Terrance Hayes's How to Be Drawn Handles One's Ghosts
Terrance Hayes's How to Be Drawn (Penguin Books, 2016) is reviewed by Christopher Spaide for Boston Review. "How to Be Drawn refines, without drastically rewiring, Hayes’s aesthetic, and pursues longstanding obsessions: race and gender performed quietly or extravagantly, absent fathers and emptied masculinities, showboating singers from Orpheus to Marvin Gaye." More:
...Its new questions are how to draw and be drawn by visual arts and stereotypes, how to talk about and to the dead, and how to handle one’s ghosts. Ghosts of a sort have always surrounded Hayes, whose poems make one-way conversation with absent artistic forebears, and with equally intangible family members. But Hayes’s newest poems feature campy, campfire poltergeists alongside the historical haunting of slavery, an aborted child still “pushing a cry out” of its mother next to a séanceful of disagreeable phantoms, all named Vladimir.
Hayes’s suspicious respect for the ghosts orbiting him makes him a terrific poet of ambivalence, of two roads diverging and neither one taken. “I can no longer grasp the logic // Of conflicts,” he admits in “Elegy with Zombies for Life”: “In the pro-life versus pro-choice debate, for instance, / It’s the versus that’s of interest to me.” “Versus,” the political-debate-as-mano-a-mano-boxing-match, is of interest, and so is the very word: more than any living American poet, Hayes is enamored with English’s tiny tokens of qualification, with “or,” “almost,” “maybe,” a “like” that’s both “similar” and “not quite the same,” a “may be” missing the assurance of “is.” He is similarly fluent with repetition and chiasmus, with slight torques of sound that generate upheavals of meaning. (In this transposition of uncertainty into style, and so much else, Hayes’s closest companion is nobody in his own generation but that congenital skeptic, Paul Muldoon.)
A self-professed “gray-area, between-area person,” Hayes invented a style that can air every opinion but support none wholeheartedly, and submit every multifaceted thing, from a word to a metropolis, to scrutiny.

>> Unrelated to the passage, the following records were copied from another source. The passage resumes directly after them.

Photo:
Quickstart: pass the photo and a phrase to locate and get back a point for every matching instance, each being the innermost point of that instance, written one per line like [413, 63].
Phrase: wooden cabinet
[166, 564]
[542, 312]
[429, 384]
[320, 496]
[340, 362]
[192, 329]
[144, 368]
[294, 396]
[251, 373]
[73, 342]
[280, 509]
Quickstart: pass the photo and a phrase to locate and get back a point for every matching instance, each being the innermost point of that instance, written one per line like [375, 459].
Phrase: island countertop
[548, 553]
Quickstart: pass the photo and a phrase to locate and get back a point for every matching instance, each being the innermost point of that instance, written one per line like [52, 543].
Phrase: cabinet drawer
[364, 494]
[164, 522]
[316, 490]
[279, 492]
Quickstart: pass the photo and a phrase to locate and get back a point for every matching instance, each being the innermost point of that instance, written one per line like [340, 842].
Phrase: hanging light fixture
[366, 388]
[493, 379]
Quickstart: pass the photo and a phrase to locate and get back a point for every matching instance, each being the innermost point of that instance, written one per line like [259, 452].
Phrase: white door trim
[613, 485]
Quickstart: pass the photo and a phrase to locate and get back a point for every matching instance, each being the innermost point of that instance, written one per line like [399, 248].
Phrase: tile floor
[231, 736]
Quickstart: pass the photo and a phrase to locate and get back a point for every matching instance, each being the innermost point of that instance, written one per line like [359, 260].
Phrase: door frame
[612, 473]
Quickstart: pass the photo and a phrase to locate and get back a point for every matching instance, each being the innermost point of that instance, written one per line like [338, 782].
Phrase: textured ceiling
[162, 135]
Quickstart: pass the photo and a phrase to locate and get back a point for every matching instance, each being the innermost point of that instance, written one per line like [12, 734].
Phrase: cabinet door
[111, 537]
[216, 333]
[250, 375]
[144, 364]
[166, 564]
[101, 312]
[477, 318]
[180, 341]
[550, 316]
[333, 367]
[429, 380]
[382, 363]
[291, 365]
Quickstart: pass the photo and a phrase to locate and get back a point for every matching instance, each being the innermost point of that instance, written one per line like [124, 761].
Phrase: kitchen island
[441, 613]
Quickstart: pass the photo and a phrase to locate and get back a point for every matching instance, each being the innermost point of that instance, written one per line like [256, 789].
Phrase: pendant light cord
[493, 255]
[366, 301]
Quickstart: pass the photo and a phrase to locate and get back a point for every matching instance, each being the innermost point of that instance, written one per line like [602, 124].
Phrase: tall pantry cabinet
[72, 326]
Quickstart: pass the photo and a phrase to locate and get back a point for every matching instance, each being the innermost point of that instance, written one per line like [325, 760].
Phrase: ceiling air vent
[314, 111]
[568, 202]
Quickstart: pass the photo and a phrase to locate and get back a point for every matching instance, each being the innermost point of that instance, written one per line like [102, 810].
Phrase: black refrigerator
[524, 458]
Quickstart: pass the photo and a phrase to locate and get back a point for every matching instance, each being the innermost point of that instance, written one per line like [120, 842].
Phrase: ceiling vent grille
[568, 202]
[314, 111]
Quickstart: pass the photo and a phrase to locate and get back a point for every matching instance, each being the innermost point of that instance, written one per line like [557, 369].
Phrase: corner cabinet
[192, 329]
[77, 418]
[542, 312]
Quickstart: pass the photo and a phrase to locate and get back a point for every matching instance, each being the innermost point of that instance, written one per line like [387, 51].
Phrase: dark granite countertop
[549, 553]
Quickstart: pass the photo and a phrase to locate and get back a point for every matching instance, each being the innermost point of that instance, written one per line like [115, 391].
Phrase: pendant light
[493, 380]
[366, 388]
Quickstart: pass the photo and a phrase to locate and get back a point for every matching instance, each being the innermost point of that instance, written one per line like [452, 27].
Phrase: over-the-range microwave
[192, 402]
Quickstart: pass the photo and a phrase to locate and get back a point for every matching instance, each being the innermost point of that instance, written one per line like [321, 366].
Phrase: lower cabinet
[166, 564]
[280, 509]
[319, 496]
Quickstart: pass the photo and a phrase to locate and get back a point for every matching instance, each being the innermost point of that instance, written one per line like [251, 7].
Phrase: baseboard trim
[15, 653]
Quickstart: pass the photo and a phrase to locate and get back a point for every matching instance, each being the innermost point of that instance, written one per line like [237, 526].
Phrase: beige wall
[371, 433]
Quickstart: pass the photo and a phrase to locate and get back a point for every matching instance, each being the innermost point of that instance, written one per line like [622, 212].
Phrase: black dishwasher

In “New York Poem,” Hayes is marooned at a subpar rooftop party in Chinatown, “where there are more miles / of shortcuts and alternate takes than / there are Miles Davis alternate takes,” and where the conversations are just as convoluted. Hayes stands aloofly aside, bottling thoughts: “I am so / fucking vain I cannot believe anyone / is threatened by me. In New York / not everyone is forgiven.” As the poem winds down, as words’ meanings double up and double back, Hayes receives a reassuring reminder that everything can be seen and said anew:
. . . someone is telling me about contranyms, how “cleave” and “cleave” are the same word looking in opposite directions, I now know “bolt” is to lock and “bolt” is to run away. That’s how I think of New York. Someone jonesing for Grace Jones at the party, and someone jonesing for grace.